Voilà la photo illustrant l'opération nettoyage des pompiers que le collectif d'artistes Richtung 22 avait publiée sur sa page Facebook. (Photo : Richtung 22)

Pour avoir inscrit avec de la craie une nouvelle version de l’hymne national devant la Philharmonie à quelques heures de la cérémonie officielle de la fête nationale 2015, quatre jeunes étaient cités, lundi matin, devant la justice de paix. On leur reproche d’ «avoir dégradé des objets destinés à l’utilité publique».

L’affaire avait une première fois été fixée le 23 mai dernier.
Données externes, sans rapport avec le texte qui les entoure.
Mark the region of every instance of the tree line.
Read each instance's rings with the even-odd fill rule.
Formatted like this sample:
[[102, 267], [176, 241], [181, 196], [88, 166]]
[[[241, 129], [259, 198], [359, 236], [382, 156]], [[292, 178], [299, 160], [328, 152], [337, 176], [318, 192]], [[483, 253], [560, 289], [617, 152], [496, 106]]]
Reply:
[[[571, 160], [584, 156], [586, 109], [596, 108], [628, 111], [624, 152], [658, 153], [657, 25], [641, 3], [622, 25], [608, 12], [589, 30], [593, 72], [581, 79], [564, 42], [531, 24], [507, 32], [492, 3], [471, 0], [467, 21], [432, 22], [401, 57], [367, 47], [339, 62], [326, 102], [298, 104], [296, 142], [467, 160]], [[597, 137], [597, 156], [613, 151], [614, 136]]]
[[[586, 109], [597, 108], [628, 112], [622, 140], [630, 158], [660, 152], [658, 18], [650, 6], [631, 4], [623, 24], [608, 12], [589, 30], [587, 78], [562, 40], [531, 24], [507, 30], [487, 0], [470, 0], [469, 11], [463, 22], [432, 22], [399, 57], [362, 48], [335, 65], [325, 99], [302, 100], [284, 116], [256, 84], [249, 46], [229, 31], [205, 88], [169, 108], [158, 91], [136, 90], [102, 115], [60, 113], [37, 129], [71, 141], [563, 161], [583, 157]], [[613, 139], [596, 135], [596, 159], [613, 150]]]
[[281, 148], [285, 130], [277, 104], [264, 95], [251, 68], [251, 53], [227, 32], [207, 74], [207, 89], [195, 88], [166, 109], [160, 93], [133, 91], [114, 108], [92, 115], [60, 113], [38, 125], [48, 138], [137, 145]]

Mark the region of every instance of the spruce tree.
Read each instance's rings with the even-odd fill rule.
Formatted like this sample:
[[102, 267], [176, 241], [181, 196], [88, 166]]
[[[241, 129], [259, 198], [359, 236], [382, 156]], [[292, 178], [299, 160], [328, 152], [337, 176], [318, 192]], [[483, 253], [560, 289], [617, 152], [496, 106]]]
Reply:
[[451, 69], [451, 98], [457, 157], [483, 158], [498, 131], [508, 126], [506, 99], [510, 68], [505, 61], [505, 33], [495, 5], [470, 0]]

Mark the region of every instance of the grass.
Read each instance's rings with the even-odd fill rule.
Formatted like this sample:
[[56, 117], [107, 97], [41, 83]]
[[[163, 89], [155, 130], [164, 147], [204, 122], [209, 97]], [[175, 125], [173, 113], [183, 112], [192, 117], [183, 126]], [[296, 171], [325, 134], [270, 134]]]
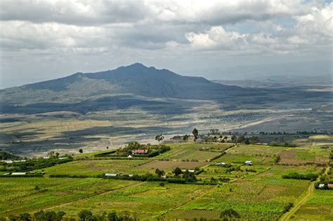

À la demande de la défense, le procès avait été remis. Lundi, le parquet a demandé la refixation de l’affaire. Car il aimerait savoir si la craie employée à l’époque s’efface avec de l’eau. «Il y a suffisamment d’éléments dans le dossier. Mais avec une expertise, on aurait une charge de la preuve circonstanciée», a argumenté le représentant du ministère public.

C’est vers 2h40, le 23 juin 2015, qu’un agent de sécurité avait découvert un groupe de jeunes en train de dessiner avec de la craie en spray sur le parvis de la Philharmonie. La police avait été appelée. En raison de la cérémonie de la fête nationale, prévue seulement quelques heures plus tard, les auteurs avaient reçu de l’eau et des balais pour supprimer leur œuvre. Les pompiers avaient finalement été appelés en renfort.

L’expertise réclamée lundi par le parquet doit permettre de clarifier si la craie employée se serait effacée dès la première pluie ou avec un seau d’eau ou est-ce qu’elle aurait tenue malgré les conditions météorologiques. L’affaire a donc été remise sine die.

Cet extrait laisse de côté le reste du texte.